Quoth Papa Greenfield:

Shortly after an instructor first arrives at Cardozo's Intensive Trial Advocacy Program, after settling in with a bagel and coffee, Ellen Yaroshefsky would give a speech about how to critique the students' performance. It's been the same speech for years: First, tell them something they did well. Give them praise. Then, when you tell them what they didn't do so well, be gentle and constructive. End up on a positive note.This is the new rule of teaching....

This is not the new rule of teaching; it is an old rule of management. I remember hearing it from my dad some thirty years ago: when you are giving a correction to someone you're supervising, sandwich the negative between positives.

It is a broadly accepted social convention. The question is, is it an obstacle or an aid to teaching?

Greenfield seems to think it's an obstacle:

The directions to say something positive first, offer "constructive" criticism (and I use [doubt] quotes because construction is in the eyes of the student) and close on a positive note, creates what the study aptly describes as a Praise Sandwich, designed to make the student feel good at the expense of teaching the student to do better.

I am unconvinced.

Teaching and trial lawyering have a lot in common.

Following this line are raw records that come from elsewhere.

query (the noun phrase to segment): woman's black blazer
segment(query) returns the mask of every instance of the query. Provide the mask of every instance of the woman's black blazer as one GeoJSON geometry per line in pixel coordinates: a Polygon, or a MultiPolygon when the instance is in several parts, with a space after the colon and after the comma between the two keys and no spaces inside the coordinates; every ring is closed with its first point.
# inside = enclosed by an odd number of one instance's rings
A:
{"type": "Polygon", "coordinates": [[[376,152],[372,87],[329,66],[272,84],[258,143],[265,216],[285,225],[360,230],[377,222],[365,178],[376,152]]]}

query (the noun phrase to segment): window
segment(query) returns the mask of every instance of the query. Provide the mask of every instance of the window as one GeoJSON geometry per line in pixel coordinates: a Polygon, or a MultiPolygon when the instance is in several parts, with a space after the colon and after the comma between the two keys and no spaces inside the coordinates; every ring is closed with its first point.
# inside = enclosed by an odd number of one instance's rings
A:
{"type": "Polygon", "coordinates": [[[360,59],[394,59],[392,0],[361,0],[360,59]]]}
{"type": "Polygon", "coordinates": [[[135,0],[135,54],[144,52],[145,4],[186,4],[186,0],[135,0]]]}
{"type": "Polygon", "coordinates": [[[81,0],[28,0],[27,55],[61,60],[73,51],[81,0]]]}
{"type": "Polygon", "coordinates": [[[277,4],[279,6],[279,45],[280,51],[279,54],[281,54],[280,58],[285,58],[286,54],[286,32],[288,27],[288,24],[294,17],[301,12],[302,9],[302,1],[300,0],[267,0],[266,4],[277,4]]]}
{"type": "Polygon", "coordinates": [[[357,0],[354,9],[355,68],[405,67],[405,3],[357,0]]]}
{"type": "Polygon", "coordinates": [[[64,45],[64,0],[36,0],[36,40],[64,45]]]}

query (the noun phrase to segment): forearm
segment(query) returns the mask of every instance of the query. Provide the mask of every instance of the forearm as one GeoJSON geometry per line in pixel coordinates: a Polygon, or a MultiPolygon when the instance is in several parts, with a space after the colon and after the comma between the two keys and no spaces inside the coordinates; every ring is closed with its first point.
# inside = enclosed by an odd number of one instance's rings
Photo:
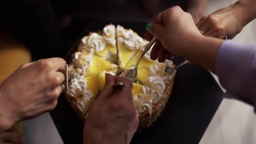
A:
{"type": "Polygon", "coordinates": [[[184,57],[189,61],[198,64],[216,72],[216,59],[219,47],[223,40],[208,37],[194,37],[191,42],[188,43],[184,57]]]}
{"type": "Polygon", "coordinates": [[[230,7],[234,9],[241,29],[256,18],[256,0],[240,0],[230,7]]]}
{"type": "Polygon", "coordinates": [[[3,103],[7,103],[5,100],[2,99],[4,94],[3,89],[0,86],[0,133],[4,131],[10,129],[15,123],[14,118],[12,118],[11,113],[9,112],[8,109],[3,103]]]}

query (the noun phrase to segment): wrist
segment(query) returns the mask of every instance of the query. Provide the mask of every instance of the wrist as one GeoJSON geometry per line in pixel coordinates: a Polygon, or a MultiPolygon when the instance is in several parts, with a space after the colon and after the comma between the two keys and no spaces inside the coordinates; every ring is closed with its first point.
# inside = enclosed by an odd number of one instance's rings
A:
{"type": "Polygon", "coordinates": [[[3,98],[4,93],[2,87],[0,86],[0,98],[2,103],[0,103],[0,132],[4,131],[10,129],[15,123],[16,118],[10,109],[4,104],[6,103],[3,98]]]}
{"type": "Polygon", "coordinates": [[[256,17],[256,2],[254,1],[238,1],[231,5],[238,21],[240,22],[241,30],[256,17]]]}

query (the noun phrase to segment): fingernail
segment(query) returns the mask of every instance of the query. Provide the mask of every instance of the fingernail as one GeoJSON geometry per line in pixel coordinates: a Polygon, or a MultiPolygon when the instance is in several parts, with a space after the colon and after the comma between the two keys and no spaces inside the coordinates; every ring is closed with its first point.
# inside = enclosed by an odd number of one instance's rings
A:
{"type": "Polygon", "coordinates": [[[158,14],[158,17],[159,20],[162,21],[162,18],[161,17],[161,15],[162,14],[162,13],[160,13],[158,14]]]}
{"type": "Polygon", "coordinates": [[[152,25],[152,23],[148,23],[148,24],[147,24],[146,26],[146,29],[147,30],[147,31],[150,31],[151,29],[152,29],[152,27],[153,27],[153,25],[152,25]]]}

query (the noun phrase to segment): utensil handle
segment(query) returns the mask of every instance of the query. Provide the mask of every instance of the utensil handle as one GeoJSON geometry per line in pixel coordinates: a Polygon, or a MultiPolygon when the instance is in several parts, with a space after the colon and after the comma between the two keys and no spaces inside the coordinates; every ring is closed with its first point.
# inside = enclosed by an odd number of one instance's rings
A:
{"type": "Polygon", "coordinates": [[[151,48],[151,46],[158,40],[158,38],[155,37],[154,37],[152,39],[149,41],[148,44],[147,45],[146,47],[145,47],[145,49],[144,50],[143,52],[141,55],[141,57],[139,57],[139,59],[138,61],[137,61],[136,64],[135,64],[135,67],[137,68],[138,67],[138,64],[139,63],[139,62],[141,62],[141,59],[143,57],[144,55],[148,51],[148,50],[151,48]]]}

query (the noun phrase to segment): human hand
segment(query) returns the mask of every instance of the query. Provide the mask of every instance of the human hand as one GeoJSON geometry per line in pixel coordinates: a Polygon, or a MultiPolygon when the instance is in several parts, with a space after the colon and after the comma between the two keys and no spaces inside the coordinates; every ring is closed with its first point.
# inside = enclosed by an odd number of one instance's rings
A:
{"type": "Polygon", "coordinates": [[[245,17],[246,11],[244,7],[237,2],[202,17],[196,24],[205,35],[218,37],[225,35],[232,39],[247,23],[245,17]]]}
{"type": "Polygon", "coordinates": [[[24,137],[16,133],[5,131],[0,133],[1,144],[22,144],[24,141],[24,137]]]}
{"type": "Polygon", "coordinates": [[[190,46],[188,46],[203,37],[191,16],[178,6],[161,13],[147,27],[149,31],[146,34],[146,39],[150,40],[154,35],[159,40],[152,49],[151,58],[155,60],[158,58],[160,62],[170,59],[171,53],[185,56],[189,51],[187,49],[190,46]]]}
{"type": "Polygon", "coordinates": [[[193,0],[186,2],[188,3],[186,11],[192,15],[195,23],[197,23],[205,15],[207,1],[207,0],[193,0]]]}
{"type": "Polygon", "coordinates": [[[130,80],[106,74],[105,87],[88,112],[84,143],[130,143],[138,123],[132,88],[130,80]],[[125,87],[113,89],[117,82],[125,87]]]}
{"type": "Polygon", "coordinates": [[[22,65],[0,86],[0,131],[15,123],[53,110],[62,92],[65,69],[62,58],[41,59],[22,65]]]}

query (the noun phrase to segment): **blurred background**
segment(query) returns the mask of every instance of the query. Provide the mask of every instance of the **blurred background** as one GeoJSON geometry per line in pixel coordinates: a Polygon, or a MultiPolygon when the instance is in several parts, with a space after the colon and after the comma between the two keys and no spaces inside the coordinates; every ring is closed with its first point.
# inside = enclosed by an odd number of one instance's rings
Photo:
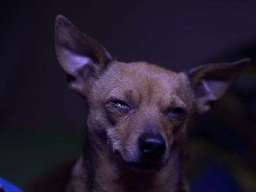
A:
{"type": "Polygon", "coordinates": [[[24,187],[80,154],[86,109],[55,55],[61,14],[121,61],[182,71],[251,58],[228,94],[191,122],[188,174],[192,192],[256,191],[256,1],[8,1],[1,9],[1,177],[24,187]]]}

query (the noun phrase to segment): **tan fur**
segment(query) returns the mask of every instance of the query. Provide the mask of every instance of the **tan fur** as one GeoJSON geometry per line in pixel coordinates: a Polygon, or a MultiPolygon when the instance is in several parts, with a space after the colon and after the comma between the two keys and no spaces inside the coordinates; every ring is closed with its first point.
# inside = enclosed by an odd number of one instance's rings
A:
{"type": "MultiPolygon", "coordinates": [[[[83,154],[59,188],[187,192],[189,120],[210,109],[249,59],[187,72],[144,61],[122,63],[63,16],[56,19],[56,50],[69,87],[89,107],[83,154]]],[[[45,188],[53,191],[50,184],[45,188]]]]}

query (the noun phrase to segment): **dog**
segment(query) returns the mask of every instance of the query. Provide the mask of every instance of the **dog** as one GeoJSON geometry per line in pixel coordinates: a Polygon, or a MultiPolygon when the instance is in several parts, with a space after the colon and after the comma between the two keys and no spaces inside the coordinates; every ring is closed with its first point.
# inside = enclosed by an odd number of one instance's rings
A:
{"type": "Polygon", "coordinates": [[[69,86],[89,107],[83,155],[68,166],[59,191],[189,191],[189,118],[208,111],[249,59],[175,72],[115,61],[64,16],[56,18],[55,31],[69,86]]]}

In trial, we tell our client's story the way we tell it not because of some idea of the "correct" way to tell a story, nor to convince some idealized jurors, but because we think that the way we tell the story will be the most effective way to get the actual jury to agree with us.

Scott, who would never try a case as though to idealized jurors, wants to teach as though to idealized law students:

While one might hope, even expect, law students to be both tough enough and interested enough to be capable of handling more serious instruction, including the occasional harsh recognition that they are totally off the mark, the evidence is otherwise. They can be just as fragile, entitled and narcissistic as any kindergartner. Should they end up before a judge or jury one day holding another person's life in their hands, their praise sandwich isn't going to do them much good. But as long as they feel they were fabulous, that's what really matters.

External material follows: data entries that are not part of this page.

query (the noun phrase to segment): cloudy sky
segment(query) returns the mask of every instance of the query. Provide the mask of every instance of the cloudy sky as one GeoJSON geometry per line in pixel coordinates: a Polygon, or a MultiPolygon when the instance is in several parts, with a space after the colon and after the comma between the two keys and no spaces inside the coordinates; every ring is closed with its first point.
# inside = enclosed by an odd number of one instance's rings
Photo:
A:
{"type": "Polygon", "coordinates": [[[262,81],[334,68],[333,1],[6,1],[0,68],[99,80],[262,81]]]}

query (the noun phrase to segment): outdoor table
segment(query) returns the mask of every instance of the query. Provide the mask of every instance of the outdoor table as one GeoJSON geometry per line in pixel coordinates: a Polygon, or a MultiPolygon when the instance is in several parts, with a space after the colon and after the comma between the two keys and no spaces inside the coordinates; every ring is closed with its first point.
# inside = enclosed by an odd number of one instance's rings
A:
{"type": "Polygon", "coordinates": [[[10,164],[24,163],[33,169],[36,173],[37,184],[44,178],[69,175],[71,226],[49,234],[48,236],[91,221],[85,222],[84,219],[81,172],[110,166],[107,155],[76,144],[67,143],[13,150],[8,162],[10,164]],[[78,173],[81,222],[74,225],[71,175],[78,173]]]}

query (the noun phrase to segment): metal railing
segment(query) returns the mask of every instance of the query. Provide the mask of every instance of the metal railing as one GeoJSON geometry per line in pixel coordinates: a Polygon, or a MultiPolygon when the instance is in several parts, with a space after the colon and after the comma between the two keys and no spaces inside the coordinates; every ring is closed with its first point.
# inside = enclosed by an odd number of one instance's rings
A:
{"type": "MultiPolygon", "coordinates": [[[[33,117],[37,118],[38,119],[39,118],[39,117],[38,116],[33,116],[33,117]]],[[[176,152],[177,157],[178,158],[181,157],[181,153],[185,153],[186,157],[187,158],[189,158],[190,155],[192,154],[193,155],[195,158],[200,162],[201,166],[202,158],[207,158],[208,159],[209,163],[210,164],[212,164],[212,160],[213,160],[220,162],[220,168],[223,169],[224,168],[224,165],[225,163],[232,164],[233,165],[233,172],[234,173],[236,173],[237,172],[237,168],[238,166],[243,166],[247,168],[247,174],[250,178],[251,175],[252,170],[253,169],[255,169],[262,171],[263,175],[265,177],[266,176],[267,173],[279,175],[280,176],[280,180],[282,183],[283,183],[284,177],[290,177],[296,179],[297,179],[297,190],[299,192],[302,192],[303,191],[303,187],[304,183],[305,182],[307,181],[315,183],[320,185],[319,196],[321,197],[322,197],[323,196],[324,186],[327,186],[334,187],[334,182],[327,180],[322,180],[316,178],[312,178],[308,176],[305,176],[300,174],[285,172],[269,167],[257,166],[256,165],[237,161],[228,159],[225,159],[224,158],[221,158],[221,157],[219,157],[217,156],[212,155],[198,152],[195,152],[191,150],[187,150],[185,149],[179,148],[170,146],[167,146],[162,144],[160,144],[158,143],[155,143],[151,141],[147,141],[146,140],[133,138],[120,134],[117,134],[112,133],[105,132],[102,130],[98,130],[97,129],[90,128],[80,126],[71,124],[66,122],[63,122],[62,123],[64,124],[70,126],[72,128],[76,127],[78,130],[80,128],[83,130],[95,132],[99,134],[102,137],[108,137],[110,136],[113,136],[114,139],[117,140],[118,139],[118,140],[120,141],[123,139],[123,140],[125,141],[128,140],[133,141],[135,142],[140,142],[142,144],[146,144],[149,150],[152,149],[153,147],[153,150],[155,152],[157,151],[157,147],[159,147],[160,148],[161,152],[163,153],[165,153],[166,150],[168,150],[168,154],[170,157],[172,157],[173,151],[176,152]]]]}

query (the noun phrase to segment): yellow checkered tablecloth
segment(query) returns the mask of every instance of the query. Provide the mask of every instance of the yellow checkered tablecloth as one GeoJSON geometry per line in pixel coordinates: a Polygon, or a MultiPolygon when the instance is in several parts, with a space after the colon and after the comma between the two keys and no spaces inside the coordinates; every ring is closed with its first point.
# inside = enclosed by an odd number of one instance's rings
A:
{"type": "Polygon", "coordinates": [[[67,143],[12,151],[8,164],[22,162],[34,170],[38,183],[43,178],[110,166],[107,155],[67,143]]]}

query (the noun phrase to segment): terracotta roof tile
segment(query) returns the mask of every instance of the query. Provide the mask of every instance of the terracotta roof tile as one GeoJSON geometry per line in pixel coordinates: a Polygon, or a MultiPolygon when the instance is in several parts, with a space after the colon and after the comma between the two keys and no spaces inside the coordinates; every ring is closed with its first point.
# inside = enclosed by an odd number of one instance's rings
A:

Yes, law students can be just as fragile, entitled, and narcissistic as any kindergartener. So, for that matter, can criminal-defense lawyers, even very successful ones. But just as the trial lawyer's job is to convince real jurors, the trial advocacy instructor's job is to convince real students. The Sandwich Theory has become social convention because it works. It works because most human beings-not just law students-are fragile; by sandwiching constructive criticism between slices of praise, the teacher sends the message that the criticism is not personal.

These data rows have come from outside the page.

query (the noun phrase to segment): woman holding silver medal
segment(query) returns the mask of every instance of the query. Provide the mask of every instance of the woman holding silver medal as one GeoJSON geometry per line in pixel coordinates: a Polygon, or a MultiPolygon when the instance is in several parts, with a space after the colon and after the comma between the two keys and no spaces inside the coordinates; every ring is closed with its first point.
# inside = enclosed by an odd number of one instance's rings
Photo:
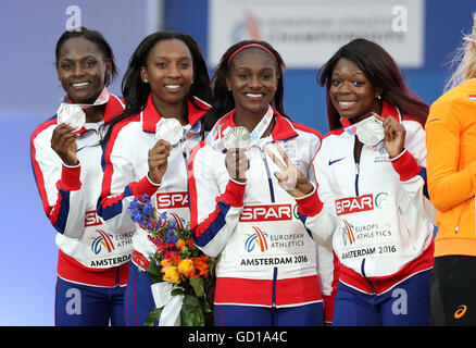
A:
{"type": "Polygon", "coordinates": [[[201,50],[189,35],[158,32],[133,53],[123,79],[126,109],[108,124],[103,138],[104,179],[98,214],[116,233],[134,233],[127,325],[143,325],[155,308],[151,281],[143,272],[154,251],[149,234],[136,227],[128,207],[149,195],[158,211],[189,220],[187,160],[203,138],[211,100],[201,50]],[[179,204],[172,197],[180,197],[179,204]]]}
{"type": "MultiPolygon", "coordinates": [[[[331,132],[314,159],[318,187],[298,200],[298,211],[341,263],[334,324],[428,325],[435,219],[426,190],[428,105],[404,85],[393,59],[365,39],[340,48],[318,82],[331,132]],[[329,216],[337,228],[321,223],[329,216]]],[[[287,161],[281,167],[281,176],[296,171],[287,161]]],[[[298,186],[305,191],[309,183],[298,186]]]]}
{"type": "Polygon", "coordinates": [[[58,116],[32,135],[32,165],[45,212],[58,231],[55,325],[124,325],[129,236],[96,215],[101,189],[99,127],[124,111],[105,88],[116,74],[111,47],[95,30],[65,32],[57,42],[66,92],[58,116]]]}
{"type": "Polygon", "coordinates": [[[284,112],[283,71],[283,59],[267,42],[231,46],[213,78],[211,114],[223,117],[190,156],[193,239],[206,254],[221,254],[214,298],[218,326],[331,320],[333,253],[320,247],[316,256],[295,214],[296,200],[279,187],[272,174],[277,167],[266,154],[284,149],[312,177],[321,144],[317,132],[284,112]]]}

And yes, criminal-defense lawyers should be tougher than that. But the Sandwich Theory is a teaching tool-perhaps an effective one-and if you want to teach people you'll use whatever tools come to hand.

There's an ongoing philosophical debate among those of us (we happy few) who think about such things: whether, when a lawyer's request for help reveals that he is out of his league, it is better to provide him with the help he asks for (enabling his continued blundering, but helping his current client) or to decline to help (not helping his current client, but not encouraging the lawyer to continue punching above his weight). Should we help the accused at the cost of nurturing incompetence, or make incompetent practice difficult at the cost of the accused?

At some point those who aren't cut out for this job need to figure it out. Those who can't stand being told that they are wrong, wrong, wrong should find their way into other ventures (like prosecution, or bonsai gardening). This is likely to happen eventually, though clients may be hurt in the interim.

But law school is not the place for this cull to be made, and where the Sandwich Theory is the advocacy program's rule, it is not the instructor's role to weed out those students who aren't going to make it.